A Laser Doppler Anemometer (LDA) system by Dantec Dynamics Inc. was used to provide an independent reference measurement of velocity. The LDA provides a point measurement of velocity and was positioned in such a way that the measurement point was in plane with the PIV laser sheet. The system was oriented so that the vertical velocities from PIV and LDA were aligned. The LDA system measurements were taken through the side of the tank perpendicular to the camera window and the same path length of 0.3 m was maintained for all measurements (while the path length of PIV varied). Figure 12 shows the concept of LDA and the measurement setup with the intersection of the red laser beams indicating the LDA measurement point. Post-processing was performed by using Dantec Dynamics, Inc. proprietary LDA software.

Figure 12
figure 12

Set up for experiments presented in this paper. The schematic on the left illustrates the concept of Laser Doppler Anemometer (LDA) measurements (image source Dantec Dynamics, Inc.). The photo on the right shows the setup of the LDA system at SiTTE to provide a reference measurement, as well as the PIV system shown in Fig. 11. The LDA system is positioned so that the intersection of the red laser beams (wavelength 660 nm) is in same plane as the PIV laser sheet.
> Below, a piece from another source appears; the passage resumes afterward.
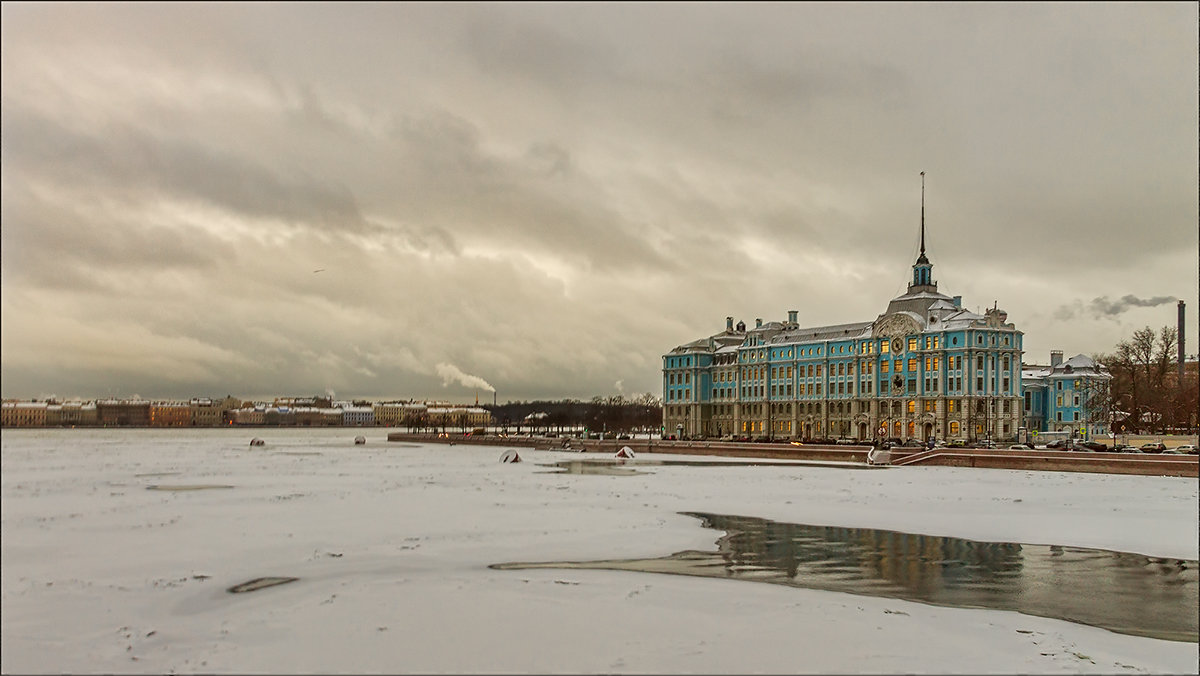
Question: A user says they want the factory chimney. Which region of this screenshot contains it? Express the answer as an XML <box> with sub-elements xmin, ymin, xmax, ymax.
<box><xmin>1180</xmin><ymin>300</ymin><xmax>1187</xmax><ymax>387</ymax></box>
While the LDA, as an optical measurement, is also susceptible to optical turbulence effects, these effects are considered negligible for the set up presented here due to the short optical path (Rytov variance σ2 < 0.01). This is based on the assumption that the influence from the optical turbulence in the tank should be the same for both probing beams of the LDA, and should not affect the Doppler frequency shift, and thus the pattern from which the particle velocities are derived. This might not be the case if the beams were spatially separated by a large amount, or extreme optical turbulence and velocities were present. In these extreme cases, the frequency shift of each beam could be potentially affected differently and this would have to be taken into consideration.

The choice of LDA as reference measurement was made due to the non-intrusive nature of the LDA method and the possibility to align the LDA point measurement with high accuracy within the PIV light sheet.